Judges and Barristers wear wigs in court because it is and has been the dress code since the 17th Century. Court dress code, and in particular legal wigs, is a tradition that goes back 700 years. It all started with King Edward III in the 14th Century, when, a robe, cloak and cowl were the dress code for the royal court.
What wigs do barristers wear?
It is a signal of junior status that a young barrister will wear a bright new wig. Wearing a well worn yellowing or greying wig would look incongruous. Their bright new wig would be a short horsehair one, with curls at the side and ties down the back.
To accompany their wig, junior barristers wear an open-fronted black gown with open sleeves. The gown is gathered and decorated with buttons and ribbons, and a gathered yoke. They would wear this over a black or dark suit.
Once a law student has completed the Bar Vocational Course, they are admitted to the bar. The bar is the entry point into the field of law. The qualified barrister would then need to have the legal wig in order to start practicing.
Qualified barristers wear “tie-wigs,” which cover half the head and Judges wear smaller “bob-wigs”.
Solicitors wear the same wing collar with bands, or collarette, as barristers. However, their gowns are slightly different. Solicitors gowns have a square collar and without gathered sleeves.
Judges robes have always varied depending on the status of the judge and the type of court. In addition to robes, judges have generally worn a short bench wig when working in court (reserving the long wig for ceremonial occasions) and a wing collar and bands at the neck.
Judge and Barrister Wigs History
Until the 17th Century, lawyers were expected to appear in court with clean, short hair and beards. Lawyers and judges began wearing wigs in around 1680. For 150 years, the legal wig was usually white or grey. The introduction of wearing wigs in the courtroom was largely influenced by the reign of Charles II (1660-1685), who made wigs essential wear for polite society.
It took a little while for all judiciary members to adopt this wig policy though. Many portraits of judges from the early 1680s depicted judges without wigs until around 1685.
During the reign of George III (1760-1820), wigs gradually went out of fashion. By the end of the century they were mainly worn by bishops, coachmen and the legal profession.
Judges always wore full-bottomed wigs until the 1780s, at which point the less formal, and smaller, bob-wig was introduced. The bob-wig featured frizzed sides rather than curls, and a short tail or queue at the back. This was adopted for civil trials.

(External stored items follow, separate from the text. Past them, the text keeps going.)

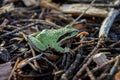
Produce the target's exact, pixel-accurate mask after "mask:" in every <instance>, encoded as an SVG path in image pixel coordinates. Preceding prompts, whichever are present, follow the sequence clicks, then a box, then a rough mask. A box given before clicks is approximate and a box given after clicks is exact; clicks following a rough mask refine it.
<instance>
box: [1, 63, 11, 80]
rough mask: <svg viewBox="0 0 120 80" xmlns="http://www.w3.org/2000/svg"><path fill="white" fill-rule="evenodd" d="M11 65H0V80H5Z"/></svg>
mask: <svg viewBox="0 0 120 80" xmlns="http://www.w3.org/2000/svg"><path fill="white" fill-rule="evenodd" d="M11 69H12V67H11V63H10V62H8V63H4V64H0V80H7V79H8V77H9V75H10V72H11Z"/></svg>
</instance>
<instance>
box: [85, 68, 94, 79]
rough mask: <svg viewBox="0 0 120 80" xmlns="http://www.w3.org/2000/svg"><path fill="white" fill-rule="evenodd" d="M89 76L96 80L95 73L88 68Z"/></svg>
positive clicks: (87, 70) (88, 73)
mask: <svg viewBox="0 0 120 80" xmlns="http://www.w3.org/2000/svg"><path fill="white" fill-rule="evenodd" d="M86 71H87V74H88V76H89V77H90V80H96V78H95V76H94V75H93V73H92V72H91V71H90V69H89V68H88V67H87V68H86Z"/></svg>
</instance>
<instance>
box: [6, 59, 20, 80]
mask: <svg viewBox="0 0 120 80" xmlns="http://www.w3.org/2000/svg"><path fill="white" fill-rule="evenodd" d="M18 62H19V58H17V61H16V63H15V65H14V67H13V69H12V71H11V73H10V76H9V77H8V80H11V78H12V75H13V73H14V71H15V69H16V66H17V64H18Z"/></svg>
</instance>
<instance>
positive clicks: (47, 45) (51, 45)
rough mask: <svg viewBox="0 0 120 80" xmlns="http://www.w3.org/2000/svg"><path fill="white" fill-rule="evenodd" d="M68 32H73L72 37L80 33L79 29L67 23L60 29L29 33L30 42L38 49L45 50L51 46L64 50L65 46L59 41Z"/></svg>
mask: <svg viewBox="0 0 120 80" xmlns="http://www.w3.org/2000/svg"><path fill="white" fill-rule="evenodd" d="M66 33H71V35H70V37H74V36H76V35H77V34H78V30H77V29H75V28H73V27H72V26H71V25H67V26H65V27H63V28H60V29H44V30H42V31H40V32H36V33H33V34H30V35H28V42H30V44H31V45H32V46H33V48H34V49H35V50H37V51H45V50H46V49H48V48H49V47H51V48H53V49H54V50H55V51H57V52H64V48H62V47H61V46H59V44H58V42H57V41H58V39H59V38H60V37H61V36H63V35H65V34H66Z"/></svg>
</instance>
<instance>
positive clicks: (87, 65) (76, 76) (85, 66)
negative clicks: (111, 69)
mask: <svg viewBox="0 0 120 80" xmlns="http://www.w3.org/2000/svg"><path fill="white" fill-rule="evenodd" d="M101 42H102V39H100V40H99V41H98V44H97V45H96V47H95V48H94V49H93V50H92V52H91V53H90V54H89V55H88V56H87V58H85V60H84V61H83V66H82V67H81V68H80V69H79V71H78V72H77V73H76V75H75V76H74V77H73V80H77V79H78V78H79V77H80V75H81V74H82V72H83V71H84V70H85V69H86V67H87V66H88V65H89V64H90V63H91V61H92V57H91V56H92V55H93V54H95V52H96V51H97V49H98V48H99V46H100V44H101Z"/></svg>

The full-bottomed wig continued to be used for criminal trials until the 1840s. Today, the full-bottomed wig is reserved for ceremonial dress whereas smaller wigs are used on a day-to-day basis.
How the French Influenced the Courts in United Kingdom
Did you know that the word ‘wig’ is short for ‘periwig’, which derives from the French word for a wig – ‘perruque’?
You might say that King Louis XIV of France was a bit of a trend-setter when it came to legal wigs in the UK. During his reign from 1643 to 1715, he disguised his prematurely balding scalp (which historians believe was caused by syphilis) by wearing a wig.
His fashion choice was copied by the European upper- and middle-classes, including his cousin, Charles II, the King of England. King Charles was also rumored to have contracted syphilis, so it is thought that he also attempted to disguise his balding head with wigs during his reign from 1660 to 1685.
By 1680, most judges and barristers wore wigs in court. Wigs were considered fashionable and they signified wealth and status. In 1680, the legal wig was made from white or grey hair that was usually powdered.
These types of wigs were worn for approximately 150 years. Then, in the early 1820s, a new form of wig was invented by Humphrey Ravenscroft. This wig was made using whitish-grey horsehair and it was well-liked by many people because it was very easy to maintain and did not require curling, powdering, perfuming or even frizzing.